En una época en donde remakes de filmes que fueron estrenados hace poco más de una década ya cansan al público, ¿cómo es posible brindar novedad a una historia tan icónica que fue leída por distintas generaciones y vista en incontables veces, tanto en el teatro como en el cine?
Joel Coen (Fargo, The Big Lebowski), mitad del magistral dueto de hermanos directores, logra marcar una estilística lo suficientemente definida como para que su versión de esta historia destaque. La fuerte impronta visual es lo primero que llama la atención, desde el formato 4:3, que hace que la pantalla sea cuadrada, hasta la decisión de que la película sea en blanco y negro.
Casi reflejando las constantes dualidades que marca el texto, el tajante claroscuro marca composiciones que remiten, primeramente, al expresionismo alemán, haciendo que los espacios tengan un toque surrealista. La arquitectura del castillo de Macbeth da la sensación de estar sacada directamente de una pintura de Chirico. Los escenarios resultan minimalistas, pero no por eso menos impresionantes. Logrando que, lo que en otras adaptaciones se presentó como un campo de batalla, se convierta en esta versión en una pelea tan claustrofóbica como austera en un pasillo. Decisión que, sin duda, sería una manera de resolver un dilema en un escenario teatral y que resulta igualmente efectiva en esta propuesta. Y es esa sensación de artificio la que refuerza la idea de que lo que está frente a nuestros ojos es más cercano a una obra de teatro que una película.
Encabezada por dos actores estadounidenses en su reparto, hay que agradecer que utilicen la entonación de su tierra madre y no distraigan a una audiencia al medir cuan creíbles sus acentos británicos podrían ser. Es un acierto también que Coen haya decidido no simplificar los diálogos para acomodarse a un público más general, ni que el peso completo de las interpretaciones recaiga en los clásicos monólogos, como pasa en tantas otras adaptaciones del mítico autor.
Como es de esperar, Denzel Washington y Frances McDormand brillan como Macbeth y Lady Macbeth, pero lo hacen aún más en sus caminos personales, que como una respectiva pareja. En otras producciones, el deseo por subir al poder es tanto llevado por la más cruda ambición como por el amor que los personajes se profesan mutuamente. Esta versión muestra a un vínculo más sobrio, con ideas claras y un afecto que se siente un poco distante. Washington gana aún más fuerza en el segundo acto, haciendo justicia a los zapatos que calza, pero la sutil vulnerabilidad que muestra en la primera mitad es igualmente impresionante. ¿Qué decir de McDormand? Es arrolladora como siempre.
La que resulta reveladora es la interpretación de Kathryn Hunter como las Tres Brujas profetas que desencadenan el ascenso y caída del protagonista. La combinación de los clásicos versos con las contorsiones de Hunter les da a estos personajes una cualidad realmente esotérica y particular que resulta memorable.
Encontramos también en el elenco a Brendan Gleeson (Calvary, In Bruges) como el Rey Duncan, al trágico Banquo de Bertie Carvel (Jonathan Strange & Mr. Norrell), a Corie Hawkins (In The Heights) como el desesperado MacDuff y a Ross, interpretado por Alex Hassell. A este último lo vimos recientemente en el live-action de Cowboy Bebop (2021) y, a diferencia de su experiencia con Netflix, en esta película por fin tiene la chance de mostrar sus capacidades interpretativas.

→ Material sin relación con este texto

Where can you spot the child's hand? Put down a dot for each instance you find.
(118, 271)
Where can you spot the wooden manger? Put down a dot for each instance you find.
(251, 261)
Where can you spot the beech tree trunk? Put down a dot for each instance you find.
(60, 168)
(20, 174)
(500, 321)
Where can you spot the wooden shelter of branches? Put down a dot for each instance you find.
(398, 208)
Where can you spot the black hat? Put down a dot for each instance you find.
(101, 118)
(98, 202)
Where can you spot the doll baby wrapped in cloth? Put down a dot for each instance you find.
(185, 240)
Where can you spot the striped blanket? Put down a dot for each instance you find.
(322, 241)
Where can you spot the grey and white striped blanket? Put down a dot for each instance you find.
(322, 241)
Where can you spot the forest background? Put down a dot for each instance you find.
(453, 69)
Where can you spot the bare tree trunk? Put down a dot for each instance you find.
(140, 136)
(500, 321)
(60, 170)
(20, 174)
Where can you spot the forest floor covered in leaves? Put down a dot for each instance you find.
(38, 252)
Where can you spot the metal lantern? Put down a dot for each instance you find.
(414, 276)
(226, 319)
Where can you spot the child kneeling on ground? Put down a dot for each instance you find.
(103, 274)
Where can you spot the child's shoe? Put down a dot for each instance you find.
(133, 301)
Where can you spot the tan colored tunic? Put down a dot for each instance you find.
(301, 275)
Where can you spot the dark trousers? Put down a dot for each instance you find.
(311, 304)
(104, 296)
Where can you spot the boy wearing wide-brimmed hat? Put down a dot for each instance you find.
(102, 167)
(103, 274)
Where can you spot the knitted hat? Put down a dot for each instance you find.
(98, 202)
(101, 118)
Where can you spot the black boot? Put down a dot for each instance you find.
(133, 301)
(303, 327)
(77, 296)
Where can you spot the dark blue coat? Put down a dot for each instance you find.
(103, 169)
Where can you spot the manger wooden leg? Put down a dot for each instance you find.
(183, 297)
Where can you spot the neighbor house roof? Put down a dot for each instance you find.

Impecable, tanto de manera actoral como en las imágenes que conjura, The Tragedy of Macbeth (2021) logra darle una impronta propia a este clásico que transcendió en el tiempo. Es seguro que en el futuro veremos nuevas interpretaciones del texto, pero esta inolvidable adaptación probablemente destaque como una de las mejores en llegar a la pantalla.